Cela fait quelques années que j'entendais beaucoup de choses très positives sur les domaines de la Roche Redonne et Guilhem Tournier. Je n'avais encore jamais eu l'occasion de croiser leur route mais le hasard fait parfois bien les choses... En dégustant il y a trois jours une très belle bouteille d'un autre domaine de Bandol je tombe par surprise sur Guilhem Tournier lui même. Après une rapide conversation la décision est prise d'aller lui rendre visite avant la fin de la semaine pour enfin faire connaissance avec les vins de ces deux domaines familiaux.
Dès notre arrivée Guilhem prend le temps de nous expliquer l'origine et l'histoire de cette aventure familiale, le choix du bio et de la biodynamie, l'emplacement et l'orientation des parcelles... Guilhem est passionné et prend son temps, on se sent bien ici. La dégustation qui suivra constituera une révélation pour l'amateur des vins de la région que je suis. Loin des standards de l'appellation qui peuvent parfois dérouter par une certaine austérité dans leur jeunesse, un côté massif même, ici le choix a été fait de travailler dans la délicatesse. Les rosés et les rouges goûtés hier impressionnent par leur finesse.
Sur les 2 domaines, aucune lourdeur sur les rosés, aucune sensation "alcooleuse" qui souvent peuvent devenir lassante et dérangeante. Un petit faible pour la cuvée Guilhem Tournier 2017. Un nez sur la rose, les fleurs et de discrètes notes d'agrumes. La chair est magnifique, complexe, sur des notes de pêche. Elle se prolonge longuement sur de fines saveurs épicées de poivre, de gingembre. Cette bouteille est assurément, à ce jour, l'un des plus beaux rosés qu'il m'est été donné de
rencontrer.
La dégustation des rouges sera tout aussi séduisante et surprenante.
Côté Guilhem Tournier, la cuvée la Malissonne est déroutante et charme d'entrée avec une souplesse de tannins que je n'avais encore jamais rencontrée sur des Bandols aussi jeunes. Sur 2015 comme sur 2016 on a l'impression de faire face à des bouteilles qui ont vieilli tranquillement depuis quelques années. La bouche offre une chair riche et croquante sur les fruits noirs classiques de la région mais sans aucune rudicité. La buvabilité est remarquable. Quel bonheur de pouvoir prendre autant de plaisir sur des Bandols à peine nés. Dans un style peut-être plus classique on constate la belle tenue dans le temps de la cuvée les Bartavelles de la Roche Redonne.

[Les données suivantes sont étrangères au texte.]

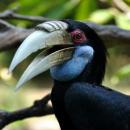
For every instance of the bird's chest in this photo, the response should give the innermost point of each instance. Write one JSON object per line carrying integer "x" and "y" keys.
{"x": 57, "y": 98}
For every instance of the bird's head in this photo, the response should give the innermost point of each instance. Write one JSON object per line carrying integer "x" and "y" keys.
{"x": 71, "y": 50}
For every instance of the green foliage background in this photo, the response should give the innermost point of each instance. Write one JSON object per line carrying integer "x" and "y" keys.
{"x": 98, "y": 11}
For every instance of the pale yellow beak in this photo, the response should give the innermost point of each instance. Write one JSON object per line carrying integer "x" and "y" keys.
{"x": 46, "y": 36}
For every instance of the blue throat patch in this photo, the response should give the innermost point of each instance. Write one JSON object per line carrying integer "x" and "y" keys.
{"x": 70, "y": 69}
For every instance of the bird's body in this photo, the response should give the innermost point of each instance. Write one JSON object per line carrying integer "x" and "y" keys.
{"x": 79, "y": 100}
{"x": 83, "y": 106}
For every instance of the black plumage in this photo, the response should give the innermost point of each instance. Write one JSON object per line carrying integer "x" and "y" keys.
{"x": 83, "y": 103}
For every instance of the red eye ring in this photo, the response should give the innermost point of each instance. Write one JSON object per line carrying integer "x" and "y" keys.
{"x": 78, "y": 36}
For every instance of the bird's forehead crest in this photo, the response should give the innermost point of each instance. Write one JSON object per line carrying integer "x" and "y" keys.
{"x": 52, "y": 26}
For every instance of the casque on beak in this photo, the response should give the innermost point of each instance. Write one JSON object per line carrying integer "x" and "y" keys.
{"x": 46, "y": 36}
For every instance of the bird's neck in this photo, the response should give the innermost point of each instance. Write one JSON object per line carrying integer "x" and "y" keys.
{"x": 57, "y": 98}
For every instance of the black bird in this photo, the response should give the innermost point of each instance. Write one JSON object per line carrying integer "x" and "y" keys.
{"x": 76, "y": 57}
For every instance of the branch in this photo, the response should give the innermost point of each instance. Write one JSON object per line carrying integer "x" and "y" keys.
{"x": 39, "y": 108}
{"x": 121, "y": 5}
{"x": 10, "y": 14}
{"x": 112, "y": 35}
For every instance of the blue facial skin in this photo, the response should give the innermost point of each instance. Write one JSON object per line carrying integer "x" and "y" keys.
{"x": 72, "y": 68}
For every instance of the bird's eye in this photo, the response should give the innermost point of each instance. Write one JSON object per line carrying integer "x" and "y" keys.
{"x": 78, "y": 36}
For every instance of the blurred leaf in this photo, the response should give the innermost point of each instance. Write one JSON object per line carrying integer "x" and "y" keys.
{"x": 123, "y": 21}
{"x": 85, "y": 8}
{"x": 123, "y": 72}
{"x": 101, "y": 16}
{"x": 63, "y": 9}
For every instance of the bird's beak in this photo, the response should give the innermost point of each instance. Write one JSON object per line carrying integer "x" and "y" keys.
{"x": 46, "y": 36}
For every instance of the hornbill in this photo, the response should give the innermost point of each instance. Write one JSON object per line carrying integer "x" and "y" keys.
{"x": 76, "y": 57}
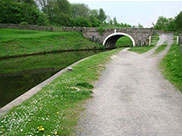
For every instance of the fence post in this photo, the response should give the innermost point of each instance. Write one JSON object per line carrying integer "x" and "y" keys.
{"x": 150, "y": 40}
{"x": 177, "y": 41}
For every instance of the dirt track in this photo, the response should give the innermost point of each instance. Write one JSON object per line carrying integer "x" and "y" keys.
{"x": 132, "y": 98}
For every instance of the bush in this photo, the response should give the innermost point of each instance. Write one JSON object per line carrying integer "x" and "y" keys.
{"x": 12, "y": 12}
{"x": 82, "y": 22}
{"x": 100, "y": 30}
{"x": 24, "y": 23}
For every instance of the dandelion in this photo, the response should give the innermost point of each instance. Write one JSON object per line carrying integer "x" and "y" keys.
{"x": 55, "y": 133}
{"x": 41, "y": 129}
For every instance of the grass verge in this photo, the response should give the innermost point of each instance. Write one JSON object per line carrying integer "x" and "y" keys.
{"x": 56, "y": 108}
{"x": 124, "y": 42}
{"x": 160, "y": 48}
{"x": 171, "y": 66}
{"x": 144, "y": 49}
{"x": 18, "y": 42}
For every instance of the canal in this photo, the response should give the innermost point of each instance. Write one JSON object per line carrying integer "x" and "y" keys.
{"x": 18, "y": 75}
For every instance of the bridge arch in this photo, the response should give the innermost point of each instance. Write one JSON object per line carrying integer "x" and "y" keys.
{"x": 111, "y": 39}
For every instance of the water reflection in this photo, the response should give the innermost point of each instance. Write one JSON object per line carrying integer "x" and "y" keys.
{"x": 21, "y": 74}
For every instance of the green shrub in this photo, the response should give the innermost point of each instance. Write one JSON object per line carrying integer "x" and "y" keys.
{"x": 100, "y": 30}
{"x": 24, "y": 23}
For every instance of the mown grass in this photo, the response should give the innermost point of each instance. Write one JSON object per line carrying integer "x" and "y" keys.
{"x": 56, "y": 108}
{"x": 124, "y": 42}
{"x": 171, "y": 66}
{"x": 144, "y": 49}
{"x": 17, "y": 42}
{"x": 160, "y": 48}
{"x": 56, "y": 61}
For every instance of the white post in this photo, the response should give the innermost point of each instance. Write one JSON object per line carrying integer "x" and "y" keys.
{"x": 150, "y": 40}
{"x": 177, "y": 40}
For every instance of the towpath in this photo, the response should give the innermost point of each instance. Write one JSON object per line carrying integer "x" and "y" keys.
{"x": 132, "y": 98}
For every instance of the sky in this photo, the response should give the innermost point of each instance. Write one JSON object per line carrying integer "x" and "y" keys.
{"x": 134, "y": 12}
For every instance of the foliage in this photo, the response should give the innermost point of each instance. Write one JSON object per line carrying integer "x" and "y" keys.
{"x": 102, "y": 16}
{"x": 178, "y": 22}
{"x": 100, "y": 30}
{"x": 144, "y": 49}
{"x": 169, "y": 24}
{"x": 16, "y": 12}
{"x": 79, "y": 10}
{"x": 171, "y": 66}
{"x": 162, "y": 23}
{"x": 94, "y": 21}
{"x": 160, "y": 48}
{"x": 82, "y": 22}
{"x": 115, "y": 21}
{"x": 56, "y": 108}
{"x": 24, "y": 23}
{"x": 16, "y": 42}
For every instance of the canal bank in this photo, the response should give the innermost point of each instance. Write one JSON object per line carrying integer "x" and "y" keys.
{"x": 58, "y": 103}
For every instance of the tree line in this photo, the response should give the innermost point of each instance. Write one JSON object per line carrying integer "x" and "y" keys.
{"x": 169, "y": 24}
{"x": 54, "y": 12}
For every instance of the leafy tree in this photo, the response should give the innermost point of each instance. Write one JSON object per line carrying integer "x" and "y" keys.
{"x": 178, "y": 22}
{"x": 10, "y": 12}
{"x": 115, "y": 21}
{"x": 79, "y": 10}
{"x": 171, "y": 25}
{"x": 140, "y": 26}
{"x": 82, "y": 22}
{"x": 14, "y": 12}
{"x": 162, "y": 23}
{"x": 94, "y": 13}
{"x": 102, "y": 16}
{"x": 58, "y": 12}
{"x": 94, "y": 21}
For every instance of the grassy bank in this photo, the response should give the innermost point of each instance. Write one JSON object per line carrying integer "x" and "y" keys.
{"x": 17, "y": 42}
{"x": 56, "y": 108}
{"x": 56, "y": 61}
{"x": 124, "y": 42}
{"x": 171, "y": 66}
{"x": 160, "y": 48}
{"x": 144, "y": 49}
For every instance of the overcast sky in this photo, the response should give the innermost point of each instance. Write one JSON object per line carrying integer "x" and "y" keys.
{"x": 133, "y": 11}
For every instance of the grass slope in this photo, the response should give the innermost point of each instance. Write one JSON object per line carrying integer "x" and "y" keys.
{"x": 56, "y": 61}
{"x": 17, "y": 42}
{"x": 144, "y": 49}
{"x": 160, "y": 48}
{"x": 171, "y": 66}
{"x": 124, "y": 41}
{"x": 56, "y": 108}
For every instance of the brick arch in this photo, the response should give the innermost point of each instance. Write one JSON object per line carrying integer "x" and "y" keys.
{"x": 111, "y": 39}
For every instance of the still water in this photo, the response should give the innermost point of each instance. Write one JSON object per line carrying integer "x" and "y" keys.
{"x": 18, "y": 75}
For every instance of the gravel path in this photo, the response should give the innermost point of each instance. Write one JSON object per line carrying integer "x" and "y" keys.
{"x": 132, "y": 98}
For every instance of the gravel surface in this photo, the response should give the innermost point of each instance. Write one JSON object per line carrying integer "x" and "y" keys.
{"x": 132, "y": 98}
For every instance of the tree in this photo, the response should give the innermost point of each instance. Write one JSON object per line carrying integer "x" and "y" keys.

Sur 2007 et 2011 les notes d'évolution font à peine leur apparition, les fruits tels que le cassis, le pruneau sont encore omniprésents et témoignent de la grande longévité de ces vins.
Les vins produits ici ne sont peut-être pas représentatifs de la majorité de ce que l'on trouve sur cette appellation, ils dénotent dans le paysage local, mais quel souffle de fraîcheur!

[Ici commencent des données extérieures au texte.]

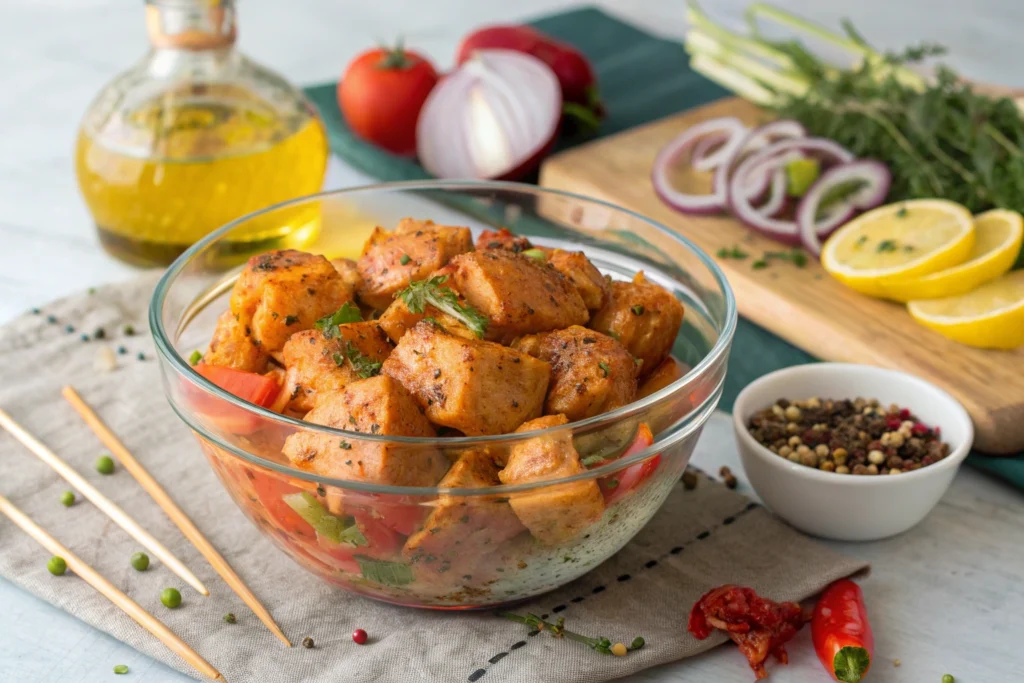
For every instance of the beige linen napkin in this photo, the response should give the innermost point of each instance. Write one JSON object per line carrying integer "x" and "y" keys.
{"x": 698, "y": 540}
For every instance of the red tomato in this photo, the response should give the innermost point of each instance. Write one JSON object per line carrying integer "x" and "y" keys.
{"x": 271, "y": 491}
{"x": 615, "y": 486}
{"x": 248, "y": 386}
{"x": 381, "y": 95}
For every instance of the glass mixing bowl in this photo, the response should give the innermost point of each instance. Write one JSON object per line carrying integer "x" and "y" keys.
{"x": 455, "y": 548}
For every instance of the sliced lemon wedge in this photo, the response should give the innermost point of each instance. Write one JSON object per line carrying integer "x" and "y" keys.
{"x": 997, "y": 242}
{"x": 990, "y": 316}
{"x": 897, "y": 242}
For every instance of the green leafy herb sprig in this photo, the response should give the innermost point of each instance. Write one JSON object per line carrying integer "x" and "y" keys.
{"x": 558, "y": 630}
{"x": 430, "y": 292}
{"x": 939, "y": 137}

Guilhem Tournier produit des vins qu'il aime, ceux qu'il aime boire. Ils ne se compare pas à ses voisins, au contraire il n'hésite pas à parler de ce qu'il apprécie chez eux. Se rapprocher des standards, faire comme les autres? Ce n'est pas le style de la maison et ce serait même, j'ai eu cette impression, presque vendre son âme au diable.
Nous sommes repartis heureux de cette rencontre. Heureux de cette dégustation, de cette découverte d'une autre facette de Bandol mais aussi heureux d'avoir rencontré un personnage passionné et attachant à l'image de son domaine et de ces vins.